Re: Datastream Lag Windowing function

Roman Khachatryan
Hi,

I can't see neither wrong nor expected output in your message, can you re-attach it?
Could you provide the code of your pipeline including the view creation?
Are you using Blink planner (can be chosen by useBlinkPlanner [1])?


[1]

Regards,
Roman


On Sun, Feb 21, 2021 at 9:40 AM [hidden email] <[hidden email]> wrote:
Hi All,

I am using Flink1.12, I am trying to read realtime data from Kafka topic and as per the requirement I need to implement windowing LAG function. Approach I followed is below:

DataStream vData = env.addSource(...)
vData.keyBy(Id)
createTemperoryView
then apply flink sql.

My sample data is like below, vTime field contains the timestamp when the even was generated and vNumSeq is the unique number for particular group Id.

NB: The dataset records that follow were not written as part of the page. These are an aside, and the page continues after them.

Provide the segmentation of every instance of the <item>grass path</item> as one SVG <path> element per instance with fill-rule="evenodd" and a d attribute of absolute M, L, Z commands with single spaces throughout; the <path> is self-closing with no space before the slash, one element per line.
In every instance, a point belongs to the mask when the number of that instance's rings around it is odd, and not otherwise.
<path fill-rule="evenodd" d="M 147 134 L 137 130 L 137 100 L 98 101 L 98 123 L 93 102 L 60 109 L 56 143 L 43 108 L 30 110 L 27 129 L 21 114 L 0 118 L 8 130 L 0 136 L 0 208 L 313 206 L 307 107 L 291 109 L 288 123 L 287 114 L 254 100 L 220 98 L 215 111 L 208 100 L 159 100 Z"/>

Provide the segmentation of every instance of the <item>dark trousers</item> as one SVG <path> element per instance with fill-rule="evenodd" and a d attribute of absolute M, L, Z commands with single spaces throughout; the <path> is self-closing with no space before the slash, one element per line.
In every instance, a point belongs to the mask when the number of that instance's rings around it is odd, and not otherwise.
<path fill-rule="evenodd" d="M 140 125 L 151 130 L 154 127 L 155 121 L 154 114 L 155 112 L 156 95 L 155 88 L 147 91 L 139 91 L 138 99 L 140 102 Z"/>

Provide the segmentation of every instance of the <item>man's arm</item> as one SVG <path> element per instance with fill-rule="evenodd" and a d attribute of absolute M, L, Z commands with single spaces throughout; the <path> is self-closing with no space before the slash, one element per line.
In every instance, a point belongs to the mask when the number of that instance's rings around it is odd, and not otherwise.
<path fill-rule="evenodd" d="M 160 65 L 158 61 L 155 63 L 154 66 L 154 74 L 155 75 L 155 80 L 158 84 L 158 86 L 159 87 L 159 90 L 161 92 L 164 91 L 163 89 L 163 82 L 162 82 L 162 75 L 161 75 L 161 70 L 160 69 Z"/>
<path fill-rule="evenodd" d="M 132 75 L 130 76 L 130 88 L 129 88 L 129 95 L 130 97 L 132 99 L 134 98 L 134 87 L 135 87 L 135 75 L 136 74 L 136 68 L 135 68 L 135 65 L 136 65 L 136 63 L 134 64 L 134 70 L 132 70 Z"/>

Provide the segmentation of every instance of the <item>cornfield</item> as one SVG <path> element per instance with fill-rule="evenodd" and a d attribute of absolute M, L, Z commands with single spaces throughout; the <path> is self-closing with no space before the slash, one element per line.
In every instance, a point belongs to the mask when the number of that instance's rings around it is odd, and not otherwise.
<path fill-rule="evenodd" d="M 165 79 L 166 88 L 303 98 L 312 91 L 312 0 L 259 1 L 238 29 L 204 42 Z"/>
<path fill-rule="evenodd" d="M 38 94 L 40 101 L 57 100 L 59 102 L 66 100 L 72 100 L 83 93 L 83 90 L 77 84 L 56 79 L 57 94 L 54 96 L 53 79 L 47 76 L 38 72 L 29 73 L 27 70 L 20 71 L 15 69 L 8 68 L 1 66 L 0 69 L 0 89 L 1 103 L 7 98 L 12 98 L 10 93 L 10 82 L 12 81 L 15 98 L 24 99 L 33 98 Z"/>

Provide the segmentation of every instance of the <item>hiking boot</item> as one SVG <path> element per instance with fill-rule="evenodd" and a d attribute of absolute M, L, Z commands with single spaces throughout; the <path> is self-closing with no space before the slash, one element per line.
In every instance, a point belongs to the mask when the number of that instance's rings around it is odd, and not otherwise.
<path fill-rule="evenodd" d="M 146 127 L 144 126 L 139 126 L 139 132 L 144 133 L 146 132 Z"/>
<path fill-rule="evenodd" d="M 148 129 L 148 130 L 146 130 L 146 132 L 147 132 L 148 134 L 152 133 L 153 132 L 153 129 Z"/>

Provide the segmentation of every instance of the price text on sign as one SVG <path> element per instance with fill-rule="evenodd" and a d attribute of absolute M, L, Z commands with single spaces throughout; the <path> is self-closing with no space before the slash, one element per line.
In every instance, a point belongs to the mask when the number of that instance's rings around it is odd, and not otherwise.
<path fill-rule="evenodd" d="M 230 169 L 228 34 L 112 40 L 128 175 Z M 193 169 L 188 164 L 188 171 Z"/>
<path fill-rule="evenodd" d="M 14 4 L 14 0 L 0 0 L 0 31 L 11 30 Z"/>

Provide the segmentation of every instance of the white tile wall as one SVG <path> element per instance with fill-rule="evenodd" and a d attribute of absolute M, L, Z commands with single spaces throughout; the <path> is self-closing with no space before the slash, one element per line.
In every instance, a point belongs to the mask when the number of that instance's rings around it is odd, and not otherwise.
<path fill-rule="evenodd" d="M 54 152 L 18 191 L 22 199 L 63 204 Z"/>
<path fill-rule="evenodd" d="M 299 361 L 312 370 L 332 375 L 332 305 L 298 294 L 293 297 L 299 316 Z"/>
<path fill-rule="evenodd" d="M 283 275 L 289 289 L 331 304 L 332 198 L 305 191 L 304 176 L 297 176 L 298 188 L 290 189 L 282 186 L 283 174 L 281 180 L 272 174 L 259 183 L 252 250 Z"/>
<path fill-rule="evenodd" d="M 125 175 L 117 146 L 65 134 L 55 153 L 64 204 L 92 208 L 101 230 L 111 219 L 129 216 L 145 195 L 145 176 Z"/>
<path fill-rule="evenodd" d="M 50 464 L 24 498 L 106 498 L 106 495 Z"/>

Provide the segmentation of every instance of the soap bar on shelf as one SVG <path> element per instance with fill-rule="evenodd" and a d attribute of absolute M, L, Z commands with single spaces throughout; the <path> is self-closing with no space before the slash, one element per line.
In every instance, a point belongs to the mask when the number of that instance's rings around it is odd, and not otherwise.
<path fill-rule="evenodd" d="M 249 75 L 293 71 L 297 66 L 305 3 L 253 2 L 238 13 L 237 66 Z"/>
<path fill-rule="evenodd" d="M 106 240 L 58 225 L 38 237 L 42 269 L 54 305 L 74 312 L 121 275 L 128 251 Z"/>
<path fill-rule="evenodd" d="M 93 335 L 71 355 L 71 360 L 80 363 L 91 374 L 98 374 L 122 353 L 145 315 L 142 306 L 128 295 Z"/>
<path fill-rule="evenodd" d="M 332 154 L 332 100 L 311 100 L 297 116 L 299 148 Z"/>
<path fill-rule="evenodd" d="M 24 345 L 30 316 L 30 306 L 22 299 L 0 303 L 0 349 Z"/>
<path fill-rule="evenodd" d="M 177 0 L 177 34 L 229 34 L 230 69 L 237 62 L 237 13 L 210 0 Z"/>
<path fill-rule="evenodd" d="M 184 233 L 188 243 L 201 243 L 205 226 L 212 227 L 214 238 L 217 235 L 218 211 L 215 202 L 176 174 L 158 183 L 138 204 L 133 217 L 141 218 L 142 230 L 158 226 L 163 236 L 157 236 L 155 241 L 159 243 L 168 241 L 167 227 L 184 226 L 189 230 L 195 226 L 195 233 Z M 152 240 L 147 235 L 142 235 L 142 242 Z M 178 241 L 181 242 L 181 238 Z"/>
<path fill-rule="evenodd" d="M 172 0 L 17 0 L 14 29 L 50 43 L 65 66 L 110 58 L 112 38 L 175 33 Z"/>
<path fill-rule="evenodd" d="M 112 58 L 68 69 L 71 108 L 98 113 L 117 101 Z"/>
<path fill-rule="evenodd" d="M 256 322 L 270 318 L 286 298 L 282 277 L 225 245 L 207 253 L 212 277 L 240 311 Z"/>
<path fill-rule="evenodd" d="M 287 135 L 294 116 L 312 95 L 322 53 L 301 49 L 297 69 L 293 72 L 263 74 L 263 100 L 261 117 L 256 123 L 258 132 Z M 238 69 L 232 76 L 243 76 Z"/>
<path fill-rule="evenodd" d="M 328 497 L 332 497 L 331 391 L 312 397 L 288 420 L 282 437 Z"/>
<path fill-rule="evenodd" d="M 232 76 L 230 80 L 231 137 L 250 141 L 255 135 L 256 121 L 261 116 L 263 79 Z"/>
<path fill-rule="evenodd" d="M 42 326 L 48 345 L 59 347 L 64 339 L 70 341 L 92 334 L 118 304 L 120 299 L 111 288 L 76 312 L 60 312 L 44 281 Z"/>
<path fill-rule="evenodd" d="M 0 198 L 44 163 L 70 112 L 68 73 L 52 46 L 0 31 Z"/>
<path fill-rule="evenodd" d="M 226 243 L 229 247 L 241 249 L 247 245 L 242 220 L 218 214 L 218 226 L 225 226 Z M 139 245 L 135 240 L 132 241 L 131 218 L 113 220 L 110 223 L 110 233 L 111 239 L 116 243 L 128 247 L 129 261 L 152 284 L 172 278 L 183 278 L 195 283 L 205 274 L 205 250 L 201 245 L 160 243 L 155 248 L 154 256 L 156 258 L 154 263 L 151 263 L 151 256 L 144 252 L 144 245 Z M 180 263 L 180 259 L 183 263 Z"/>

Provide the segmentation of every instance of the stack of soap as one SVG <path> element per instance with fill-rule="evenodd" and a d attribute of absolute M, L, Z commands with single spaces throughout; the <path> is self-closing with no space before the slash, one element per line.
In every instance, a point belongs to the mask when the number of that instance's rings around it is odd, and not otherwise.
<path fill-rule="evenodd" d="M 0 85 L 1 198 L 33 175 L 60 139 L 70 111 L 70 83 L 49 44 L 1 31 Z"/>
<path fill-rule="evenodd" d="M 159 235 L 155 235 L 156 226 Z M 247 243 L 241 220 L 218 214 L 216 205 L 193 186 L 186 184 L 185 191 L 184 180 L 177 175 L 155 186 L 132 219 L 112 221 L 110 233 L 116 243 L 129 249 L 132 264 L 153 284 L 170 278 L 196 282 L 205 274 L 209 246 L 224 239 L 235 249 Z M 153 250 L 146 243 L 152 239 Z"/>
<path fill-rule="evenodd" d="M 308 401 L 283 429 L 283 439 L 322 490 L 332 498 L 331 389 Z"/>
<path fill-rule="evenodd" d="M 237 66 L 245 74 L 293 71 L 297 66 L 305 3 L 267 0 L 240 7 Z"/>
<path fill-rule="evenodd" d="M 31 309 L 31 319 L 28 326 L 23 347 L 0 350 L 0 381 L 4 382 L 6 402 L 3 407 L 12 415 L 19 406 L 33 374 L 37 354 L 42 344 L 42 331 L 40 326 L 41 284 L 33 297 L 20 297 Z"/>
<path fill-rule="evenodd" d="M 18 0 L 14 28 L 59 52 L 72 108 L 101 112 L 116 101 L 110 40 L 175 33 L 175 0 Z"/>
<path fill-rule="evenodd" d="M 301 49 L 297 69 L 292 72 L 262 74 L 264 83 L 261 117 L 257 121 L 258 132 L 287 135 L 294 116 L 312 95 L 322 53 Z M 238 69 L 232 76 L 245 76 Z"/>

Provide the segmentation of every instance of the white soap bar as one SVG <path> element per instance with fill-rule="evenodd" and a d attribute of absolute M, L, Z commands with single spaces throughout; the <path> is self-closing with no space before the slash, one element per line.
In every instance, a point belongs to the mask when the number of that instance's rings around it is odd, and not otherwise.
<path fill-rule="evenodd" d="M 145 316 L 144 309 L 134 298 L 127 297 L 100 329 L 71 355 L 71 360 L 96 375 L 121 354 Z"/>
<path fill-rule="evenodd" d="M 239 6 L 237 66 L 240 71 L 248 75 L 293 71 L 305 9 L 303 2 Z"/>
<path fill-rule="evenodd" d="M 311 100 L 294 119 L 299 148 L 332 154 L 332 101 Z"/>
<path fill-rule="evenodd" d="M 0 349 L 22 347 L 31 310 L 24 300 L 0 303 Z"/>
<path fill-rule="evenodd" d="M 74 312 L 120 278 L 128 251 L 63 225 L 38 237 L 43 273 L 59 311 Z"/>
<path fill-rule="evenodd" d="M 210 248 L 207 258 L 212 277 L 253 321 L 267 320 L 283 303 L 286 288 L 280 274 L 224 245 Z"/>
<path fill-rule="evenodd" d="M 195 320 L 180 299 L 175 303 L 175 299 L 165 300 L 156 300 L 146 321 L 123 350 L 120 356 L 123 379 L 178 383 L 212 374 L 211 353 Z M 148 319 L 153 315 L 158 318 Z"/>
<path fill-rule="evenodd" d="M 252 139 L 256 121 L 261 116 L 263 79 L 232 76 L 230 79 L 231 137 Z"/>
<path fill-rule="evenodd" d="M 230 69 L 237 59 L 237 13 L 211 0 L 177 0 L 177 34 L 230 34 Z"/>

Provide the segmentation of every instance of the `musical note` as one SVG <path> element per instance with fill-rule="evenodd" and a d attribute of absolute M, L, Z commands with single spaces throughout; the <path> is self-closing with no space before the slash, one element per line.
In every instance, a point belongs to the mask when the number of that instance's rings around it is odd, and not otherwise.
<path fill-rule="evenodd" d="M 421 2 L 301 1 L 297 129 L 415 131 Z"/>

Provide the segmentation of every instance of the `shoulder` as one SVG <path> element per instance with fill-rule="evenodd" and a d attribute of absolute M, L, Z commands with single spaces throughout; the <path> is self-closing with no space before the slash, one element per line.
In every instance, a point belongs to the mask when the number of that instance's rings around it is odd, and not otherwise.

I tried Lag function by ordering by vSeq field (long datatype), Job failed with "OVER windows' ordering in stream mode must be defined on a time attribute". 

I even tried by using vTime field (eventTS is also long datatype). I tried converting this field to sql.Timestamp, still no luck Job failed with above error.

When I referred few documents solution provided was to use proctime/rowtime. So I modified the query to use proctime() Job succeeded but with wrong results.

Kindly help with simple example badly stuck. I am ok to use even Datastream API to implement lag functionality.

Lag Query:
select vdata.f0 as id, vdata.f1 as name, vdata.f2 as vTime, vdata.f3 as vSeq, vdata.f4 as currentSal, LAG(vdata.f4,1,0) OVER ( partition BY vdata.f0 ORDER BY proctime()) AS prevSal from VData vData 

Wrong output :


Expected:


Regards,
Sunitha.